A typical day for me usually involves a lot of people stopping by from production. Among many other things, the R&D team oversees follow-through and helping the production team make the concepts we’ve dreamed up. On days when a new product is being launched, I spend a lot of time on the production floor to ensure everything goes smoothly. The rest of my time is spent either coming up with new candy creations or fielding requests, prioritizing, analyzing, and figuring out where everything fits into the general workflow.
Some days I get to work closely with the photography department, getting new products ready to be photographed so that they look great when we put them up on the site. Currently, about 20% of my week is spent on developing our next round of new products. I like to alternate between working on chocolates and bakery goods, so I can really focus on the materials. I’m the most experienced in chocolate on my team, so I handle creating all the new chocolate pieces.
I’ve been with Harry & David for over 12 years now, but I haven’t been in R&D that whole time! I started out working on the floor and slowly worked my way up. For a few years, I ran the bakery and then for a few more, I ran sanitation before adding baking back into the mix. Then, when the R&D directors for both the bakery and chocolate were retiring, I thought it would be a good idea for me put my love of food and exploration to work by transitioning into R&D.
Because my dad is in the baking trade, I grew up with someone who knew how to really bake. It’s part of who I am. Before the previous candy maker, Charlie, retired, I took advantage of his presence to learn everything I could about chocolate. While he handled chocolate by feel, taste, and smell, I prefer to approach chocolate from a scientific angle and focus on temperature and how to best combine ingredients. Our departments aren’t really segregated, so I worked alongside Charlie for years, but it wasn’t until his last year and a half that I became intentional about training with him. He recommended a few chocolate schools where I could deepen my knowledge and reinforce everything he had taught me.
Now that Charlie is no longer with Harry & David, I’ve taken his place as head candy maker. I also took on running R&D for the bakery side of things. Before he left, I worried about how I was going to step into the shoes of someone who had 37 years of experience under his belt. Then I realized that I wasn’t going to replace him, I was just going to be the best person I could be and do my best to learn every day.
The greatest thing about chocolate is that when you’re working with it, there’s never a dull or predictable moment.

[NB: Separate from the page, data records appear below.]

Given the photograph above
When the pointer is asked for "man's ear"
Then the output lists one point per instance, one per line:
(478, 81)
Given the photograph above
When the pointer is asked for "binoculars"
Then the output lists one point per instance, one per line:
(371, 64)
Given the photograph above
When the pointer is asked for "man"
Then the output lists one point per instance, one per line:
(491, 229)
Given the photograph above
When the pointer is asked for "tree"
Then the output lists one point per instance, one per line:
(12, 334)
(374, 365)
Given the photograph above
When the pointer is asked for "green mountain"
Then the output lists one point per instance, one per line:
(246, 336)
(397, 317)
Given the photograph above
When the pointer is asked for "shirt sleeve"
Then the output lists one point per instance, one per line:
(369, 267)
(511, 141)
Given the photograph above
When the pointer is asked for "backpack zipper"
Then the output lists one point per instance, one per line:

I like to joke that they call it tempering chocolate because chocolate has a temper. It has a mind of its own and really keeps you on your toes. Somedays chocolate will react exactly the way you anticipate and others it’ll do something completely out of the norm. I love it and I just know that I’ll work with chocolate for the rest of my life, whether it’s professionally or not.

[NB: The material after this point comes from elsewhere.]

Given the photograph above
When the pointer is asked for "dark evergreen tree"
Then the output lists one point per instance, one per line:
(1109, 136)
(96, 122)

Many of our new flavor ideas come from our merchant team. As our core chocolates tend to be more traditional, their ideas tend to align with those flavor profiles. My assistants and I also interject modern and trendy ideas based on our research like matcha green tea or orange ginger spice, to appeal to a wide range of generations. Once we decide on new flavors and concepts, the marketing team weighs in. They need to believe in the product so that they can sell it!
Our client base leans towards the more traditional, so when we create something a little more exotic or different like balsamic or lemon verbena, we usually do it in smaller batch sizes. The most out-there chocolate we’ve ever created was a blue cheese caramelized pecan dipped in dark chocolate. It was surprisingly good!
When it comes to chocolate, I love dark chocolate/salty combinations like our amazing sea salt caramel bar that contains 72% dark chocolate. I’m not a huge fan of super sweet treats, but I find the mix of sweet and savory irresistible.
Our customers love our signature truffle collection, our chocolate covered fruits, and our peppermint bark. Some years people seem to prefer dark over light and then there are the surprising years, like this one, where flavors like lemon cream are the popular choice!
My go-to Harry & David gift usually depends on the person I’ll be giving it to. If it’s a peer, I usually show up with some moose-munch. It’s snacky and always a welcome treat. If I’m visiting someone older or going to a nicer dinner, I reach for one of our wine-based combinations.
Our team recently took on the most astounding project; we attempted to break the biggest cinnamon bun world record. We were successful, but it took much more work than anyone realized. The fun part was in figuring out how to scale our existing cinnamon bun recipe into something that would be record breaking while still tasting delicious. The second part, the administrative part, was much less fun. None of us realized the sheer amount of paperwork involved when trying to break a world record. In the end, the cinnamon roll weighed in at 1149 pounds, blowing the previous record of 609 pounds out of the water. We sold pieces at the annual Pear Blossom Festival. It was a huge hit!